Liz Truss decision to accompany King Charles around Wales, Scotland and Northern Ireland draws criticism
There has been criticism of a decision by the new Prime Minister Liz Truss to accompany King Charles on his tour of the UK, including to Wales on Friday.
The Prime Minister’s spokesman confirmed that Liz Truss was due to tour with Charles as he visits the parliaments of Wales, Scotland and Northern Ireland.
“In terms of the prime minister’s involvement, she will join the king as he leads the national mourning across the United Kingdom, attending services of reflection in Scotland on Monday afternoon, in Northern Ireland on Tuesday, and Wales on Friday,” the spokesman told Reuters.
On Friday, 16 September, The King and The Queen Consort will visit Wales, and are expected to visit the Welsh Parliament. Further details of this visit “will follow in due course”, the palace said.

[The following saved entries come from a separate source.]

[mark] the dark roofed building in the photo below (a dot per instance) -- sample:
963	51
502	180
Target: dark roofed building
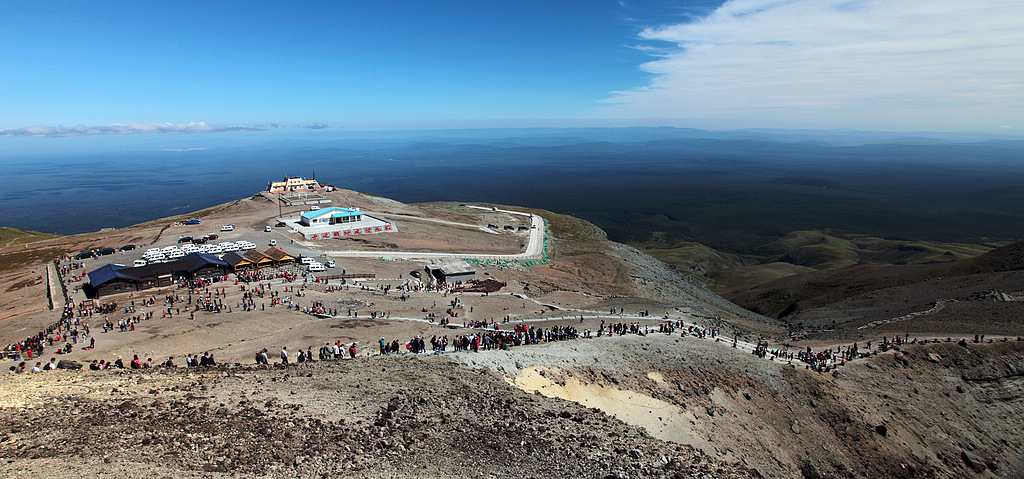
258	259
279	256
113	278
237	261
451	271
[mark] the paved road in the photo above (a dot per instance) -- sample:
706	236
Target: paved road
535	247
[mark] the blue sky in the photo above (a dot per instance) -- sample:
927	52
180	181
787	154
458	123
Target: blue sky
901	66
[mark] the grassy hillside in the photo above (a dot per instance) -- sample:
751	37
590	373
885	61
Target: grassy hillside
778	297
804	253
13	236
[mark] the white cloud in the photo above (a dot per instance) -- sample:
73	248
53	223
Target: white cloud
895	64
122	129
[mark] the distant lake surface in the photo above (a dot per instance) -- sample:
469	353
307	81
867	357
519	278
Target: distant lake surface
718	191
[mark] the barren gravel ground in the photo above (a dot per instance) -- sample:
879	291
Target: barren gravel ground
384	417
626	406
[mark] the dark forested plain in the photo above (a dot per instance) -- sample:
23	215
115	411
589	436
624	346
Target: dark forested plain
654	187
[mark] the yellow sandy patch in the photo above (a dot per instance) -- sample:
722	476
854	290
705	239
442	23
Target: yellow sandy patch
660	419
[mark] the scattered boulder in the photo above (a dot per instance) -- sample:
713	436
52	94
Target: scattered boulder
973	461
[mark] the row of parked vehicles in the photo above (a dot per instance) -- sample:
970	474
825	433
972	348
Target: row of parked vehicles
162	255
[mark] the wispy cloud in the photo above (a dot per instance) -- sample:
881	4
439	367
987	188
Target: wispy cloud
122	129
862	63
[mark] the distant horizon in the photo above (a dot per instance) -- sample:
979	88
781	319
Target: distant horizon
132	129
713	64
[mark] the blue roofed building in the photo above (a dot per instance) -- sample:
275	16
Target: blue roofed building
329	216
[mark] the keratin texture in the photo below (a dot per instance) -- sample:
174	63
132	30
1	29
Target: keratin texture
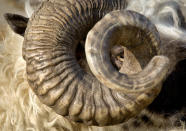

But not everyone was happy with the announcement that Liz Truss would also be visiting, with concern that it might be seen to politicise the Royal Family.
Richard Murphy, a Professor at Sheffield University, suggested that it might set a dangerous new precedent under the new King and had “made this period of mourning political”.
“It could, of course, be argued that the King must act in consultation with ministers,” he said.
“But the message is deeply dangerous. First, it seeks to tie the Crown to the Tory party, which is threatening to the monarchy. Second, it makes the Crown political, and it should not be.
“I very much doubt the Queen would have been so unwise as to agree to a tour of the country with a new prime minister, herself deeply unpopular and desperate for publicity. Charles has agreed. That, to me, is a very bad sign, amongst many that are worrying.”
Gerry Hassan, Professor of Social Change at Glasgow Caladonian University, described it as the “first strategic mistake of Charles III”.
“The monarch is meant to be apolitical which of course is a fabrication,” he said. “But this associates the new King with the new PM. This might have some logic for Liz Truss but very little for Charles.”
Financial Times chief features writer Henry Mance also raised concerns about the decision.
“I can see how this helps Liz Truss. I cannot see how it helps King Charles,” he said.
“Let’s see what actually happens. But the well-wishing atmosphere seen outside the palace yesterday will be hard to recreate if a politician is present and meddling.”